Gegen das ihm am 22. Oktober 2009 zugestellte Urteil hat der Beklagte am 18. November 2009 die vom SG zugelassene Berufung eingelegt. § 98 Abs. 5 SGB XII perpetuiere die Zuständigkeit des zuletzt zuständigen Trägers. Wechsle der Hilfeempfänger also aus einer stationären Einrichtung in das betreute Wohnen über, so sei gemäß § 98 Abs. 2 Sätze 1, 2 SGB XII der Träger des letzten gewöhnlichen Aufenthaltes vor der stationären Aufnahme örtlich zuständig. Jedenfalls bei einem unmittelbaren Übertritt des TK von der stationären Entwöhnung in das betreute Wohnen wäre daher der Kläger zuständiger Träger gewesen, da TK vor Aufnahme in die stationäre Einrichtung dort seinen gewöhnlichen Aufenthalt gehabt hätte.
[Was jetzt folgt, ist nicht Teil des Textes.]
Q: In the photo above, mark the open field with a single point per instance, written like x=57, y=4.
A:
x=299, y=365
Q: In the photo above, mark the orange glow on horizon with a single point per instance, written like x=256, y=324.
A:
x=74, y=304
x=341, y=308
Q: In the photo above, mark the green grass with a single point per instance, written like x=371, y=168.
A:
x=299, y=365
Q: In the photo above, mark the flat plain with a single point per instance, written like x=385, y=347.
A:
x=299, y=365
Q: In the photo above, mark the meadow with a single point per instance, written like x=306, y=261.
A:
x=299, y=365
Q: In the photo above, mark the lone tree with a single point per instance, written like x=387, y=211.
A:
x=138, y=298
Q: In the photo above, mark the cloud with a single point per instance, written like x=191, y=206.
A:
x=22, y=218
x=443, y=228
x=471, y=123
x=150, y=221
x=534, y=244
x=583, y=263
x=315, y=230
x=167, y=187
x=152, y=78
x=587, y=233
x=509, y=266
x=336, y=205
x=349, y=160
Tatsächlich habe sich TK zwar etwa fünfeinhalb Wochen bei seiner Mutter in Ob. aufgehalten. Bei Berücksichtigung eines solchen tatsächlichen Aufenthaltes in der Übergangszeit zwischen stationärer und ambulanter Einrichtung hinge die Kostentragungspflicht von bloßen Zufälligkeiten ab, wie hier dem Fehlen eines freien Einrichtungsplatzes. Ziel des § 98 Abs. 5 SGB XII sei es, den Schutz des Anstaltsortes nach § 98 Abs. 2 SGB XII auf Fälle ambulanter betreuter Wohnmöglichkeiten auszudehnen. Es solle vermieden werden, dass durch die Begründung des gewöhnlichen Aufenthaltes am Ort des betreuten Wohnens die örtliche Zuständigkeit für diese ambulanten Leistungen neu ausgelöst werde. Wie in Abs. 2 müsse daher auch in § 98 Abs. 5 SGB XII an den vorherigen gewöhnlichen Aufenthalt angeknüpft werden. Schließlich sei zu bedenken, dass der Kläger der Sozialhilfeträger sei, zu dem TK seit Jahren die größte Nähe habe und der dessen Verhältnisse am besten kenne. Auch das Interesse eines Hilfeempfängers an möglichst effektiver Betreuung durch den ortsnahen Sozialhilfeträger spreche für eine Zuständigkeit des Klägers. Einen gewöhnlichen Aufenthalt habe TK in Ob. nicht begründet, da er zu keinem Zeitpunkt die Absicht gehabt habe, sich dort im Sinne eines "zukunftsoffenen Verbleibs" aufzuhalten, sondern den kurzzeitigen Aufenthalt bei seiner Mutter nur als Übergangslösung betrachtet habe. Im Übrigen bestünden gegen Grund und Höhe der geltend gemachten Erstattungsforderung keine Einwände.

Der Beklagte beantragt,

das Urteil des Sozialgerichts Konstanz vom 19. Oktober 2009 aufzuheben und die Klage abzuweisen.

Der Kläger beantragt,

die Berufung zurückzuweisen.

Er hält die angefochtene Entscheidung für zutreffend. Durch § 98 Abs. 5 SGB XII solle nicht der Ort des tatsächlichen Aufenthaltes zulasten des letzten gewöhnlichen Aufenthaltes geschützt werden, sondern der Ort der ambulanten Einrichtung. Der Gesetzgeber habe eine Entwicklung verhindern wollen, dass Sozialhilfeträger in ihrem Zuständigkeitsbereich solche Einrichtungen nicht schafften, um den Zuzug von Bedürftigen aus anderen Zuständigkeitsbereichen zu vermeiden. Dieser Schutz sei nur dann umfassend, wenn auch der vorherige tatsächliche Aufenthalt von der Zuständigkeit des § 98 Abs. 5 SGB XII erfasst sei. Hätte der Gesetzgeber die letzte örtliche Zuständigkeit an den letzten gewöhnlichen Aufenthalt knüpfen wollen, wäre eine entsprechende gesetzliche Formulierung oder ein Verweis auf § 98 Abs. 2 SGB XII zu erwarten gewesen. Der Kläger hat das Rundschreiben des Landeswohlfahrtsverbandes Baden von 1. April 2004 (Nr. 209/2004) sowie die Richtlinien zum betreuten Wohnen vom 22. September 2000 zu den Akten gereicht.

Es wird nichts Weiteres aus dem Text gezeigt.